Japan’s Self-Defense Forces (SDF) have their first ever space unit, the Space Operations Squadron. Its core mission will be to track space garbage and other countries’ satellites to prevent damage to Japan’s own orbital assets.
Satellites are a foundational part of everyday life here on Earth, from GPS to weather observation to wireless communications during disasters. If these were to be damaged, the impact would be felt far and wide.
The Space Operations Squadron will conduct its observation mission in conjunction with U.S. forces and the Japan Aerospace Exploration Agency. It is expected to add more personnel and, in the future, will apparently pursue research into electromagnetic weapons to disrupt the communications of other nations’ satellites as a defensive measure.
If the unit’s brief is indeed expanded, it runs the risk of violating Japan’s “peaceful use” space policy. The Diet voted to adopt the peaceful use of space principle in 1969, and has focused its extraterrestrial efforts on science and technological research and development ever since. However, the 2008 Aerospace Basic Act shifted the interpretation of this stance. No longer did it mean that Japan would not use space for military purposes, but simply that it would not use space for “aggression.”
The United States, China, and Russia are locked in competition for space hegemony, and tensions are rising. Other countries, too, use satellites for intelligence gathering and monitoring missile launches, and the machines unarguably play a major role in modern military operations.
In 2007, China successfully shot down one of its own satellites with a missile. The country is also reportedly developing “killer satellites” that can disable or destroy those of its enemies, among other military space technologies. The U.S. has designated space a new arena of military conflict, and last year created the Space Force, a new service branch to go along with the Army, Navy and Air Force.
Prime Minister Shinzo Abe has said that Japan “proceeding to create an aerospace defense force is no pipe dream,” hinting at a much-expanded space operations unit in the future.
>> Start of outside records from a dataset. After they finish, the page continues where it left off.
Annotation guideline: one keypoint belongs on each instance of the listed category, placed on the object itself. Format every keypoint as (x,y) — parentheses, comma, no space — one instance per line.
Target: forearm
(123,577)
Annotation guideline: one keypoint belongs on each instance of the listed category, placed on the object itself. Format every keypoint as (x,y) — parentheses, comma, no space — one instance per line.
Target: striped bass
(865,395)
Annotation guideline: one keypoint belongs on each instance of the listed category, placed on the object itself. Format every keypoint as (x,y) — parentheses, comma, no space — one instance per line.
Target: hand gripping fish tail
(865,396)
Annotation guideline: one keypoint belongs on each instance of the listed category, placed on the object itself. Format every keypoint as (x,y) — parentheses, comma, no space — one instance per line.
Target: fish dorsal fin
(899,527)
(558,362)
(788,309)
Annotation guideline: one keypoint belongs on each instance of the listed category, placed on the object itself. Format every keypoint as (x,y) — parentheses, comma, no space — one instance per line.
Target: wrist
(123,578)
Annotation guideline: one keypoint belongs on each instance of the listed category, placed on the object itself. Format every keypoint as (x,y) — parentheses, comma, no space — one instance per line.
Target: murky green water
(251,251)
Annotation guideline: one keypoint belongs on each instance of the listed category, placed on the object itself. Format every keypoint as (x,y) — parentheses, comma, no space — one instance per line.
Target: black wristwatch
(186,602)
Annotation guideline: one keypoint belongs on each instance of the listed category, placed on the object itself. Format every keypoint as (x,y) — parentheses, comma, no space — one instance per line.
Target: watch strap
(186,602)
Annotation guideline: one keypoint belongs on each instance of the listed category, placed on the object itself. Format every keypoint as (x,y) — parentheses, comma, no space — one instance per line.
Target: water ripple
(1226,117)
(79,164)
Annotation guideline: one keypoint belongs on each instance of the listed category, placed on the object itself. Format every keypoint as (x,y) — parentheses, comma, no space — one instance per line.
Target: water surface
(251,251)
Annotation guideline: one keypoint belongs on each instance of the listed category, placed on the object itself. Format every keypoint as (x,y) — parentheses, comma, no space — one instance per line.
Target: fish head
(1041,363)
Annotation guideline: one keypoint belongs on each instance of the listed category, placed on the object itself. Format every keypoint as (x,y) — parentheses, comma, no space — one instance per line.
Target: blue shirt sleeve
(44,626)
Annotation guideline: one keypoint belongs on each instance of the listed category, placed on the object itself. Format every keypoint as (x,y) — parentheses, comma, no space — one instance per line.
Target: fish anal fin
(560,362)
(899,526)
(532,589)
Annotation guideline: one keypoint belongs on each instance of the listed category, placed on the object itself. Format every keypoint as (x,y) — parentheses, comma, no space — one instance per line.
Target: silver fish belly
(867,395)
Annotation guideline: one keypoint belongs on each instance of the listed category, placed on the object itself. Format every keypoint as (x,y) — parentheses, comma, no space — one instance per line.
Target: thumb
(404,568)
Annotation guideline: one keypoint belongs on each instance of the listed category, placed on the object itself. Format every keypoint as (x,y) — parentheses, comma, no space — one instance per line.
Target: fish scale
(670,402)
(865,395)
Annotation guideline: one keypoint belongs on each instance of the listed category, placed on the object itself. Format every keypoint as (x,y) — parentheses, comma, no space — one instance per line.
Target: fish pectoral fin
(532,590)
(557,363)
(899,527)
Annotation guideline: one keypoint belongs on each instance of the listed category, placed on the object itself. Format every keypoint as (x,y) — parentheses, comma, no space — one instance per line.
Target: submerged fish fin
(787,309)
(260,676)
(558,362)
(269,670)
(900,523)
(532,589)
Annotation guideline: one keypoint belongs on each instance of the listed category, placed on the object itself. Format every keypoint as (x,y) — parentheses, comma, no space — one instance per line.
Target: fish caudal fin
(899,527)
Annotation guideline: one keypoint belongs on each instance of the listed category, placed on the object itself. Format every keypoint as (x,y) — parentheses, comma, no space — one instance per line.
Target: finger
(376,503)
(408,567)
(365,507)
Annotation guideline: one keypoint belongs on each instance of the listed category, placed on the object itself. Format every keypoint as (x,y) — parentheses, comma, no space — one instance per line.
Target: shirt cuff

However, discussion on whether all this would accord with Japan’s pacifist Constitution and foundational principle of pure self-defense has been severely lacking. Furthermore, nothing has been done yet to define what Japan could or could not do if one of its own satellites was attacked.
Defense Minister Taro Kono has signaled that he would view an attack on a U.S. or other allied satellite as possibly coming under Japan’s right to exercise collective self-defense. Discussion on the legality of this stance, and on proper checks, is needed immediately.
The continuing lack of an international rules framework for space issues is also a problem. Japan should be backing a push to set these rules based on the principle of peaceful use, and put the brakes on the militarization of space.